それほどまでに大切な用が自分にあるのだろうか。
考えれば考えるほど、分からなくなっていく。
「目覚めがわるい」
「?」
突然、曹丕が言葉を発した。曹真は困惑している。
「こんなものを送りつけて・・・」
曹丕は言いながら、懐から一つの書簡を取り出した。
まさしく、曹真が曹丕に当てた手紙だった。
「まるで遺書のようではないか。

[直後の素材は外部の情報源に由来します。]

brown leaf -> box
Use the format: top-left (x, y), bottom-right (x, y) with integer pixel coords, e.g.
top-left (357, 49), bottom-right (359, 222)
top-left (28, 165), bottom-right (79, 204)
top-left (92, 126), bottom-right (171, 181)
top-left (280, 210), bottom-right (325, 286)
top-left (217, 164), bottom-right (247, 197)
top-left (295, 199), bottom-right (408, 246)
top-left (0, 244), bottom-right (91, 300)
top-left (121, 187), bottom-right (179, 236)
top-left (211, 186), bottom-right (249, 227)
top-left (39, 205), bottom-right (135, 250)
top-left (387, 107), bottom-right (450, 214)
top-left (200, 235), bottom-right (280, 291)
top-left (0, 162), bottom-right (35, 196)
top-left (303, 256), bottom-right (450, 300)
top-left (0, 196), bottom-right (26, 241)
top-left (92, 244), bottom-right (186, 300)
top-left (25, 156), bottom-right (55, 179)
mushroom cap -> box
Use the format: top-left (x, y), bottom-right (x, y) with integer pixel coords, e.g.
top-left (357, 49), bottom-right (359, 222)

死ぬつもりだったのか?」
曹丕は曹真にその手紙を見せた。
「・・・・・・」
曹真は黙っていた。
確かに【死】んでもいいと思った。
【死罪】に値する行為をしたのだから――
「子丹、死ぬな。死んだら私は許さぬ」
曹丕は厳しい顔をしていた。
「曹丕さま・・・」
「お前の気持ちには答えられぬ。だがな・・・・」
曹丕は歩み寄ると曹真の耳に顔を近づけた。
――すまなかった――
曹丕は小さくつぶやいた。
曹真は、その言葉にドッと涙が溢れ、零れた。
――曹丕さまへ――
先日のご無礼をお許し下さい
曹真
その手紙は曹丕の手により、破り捨てられた。
いつか、二人を心から祝えるように・・・・。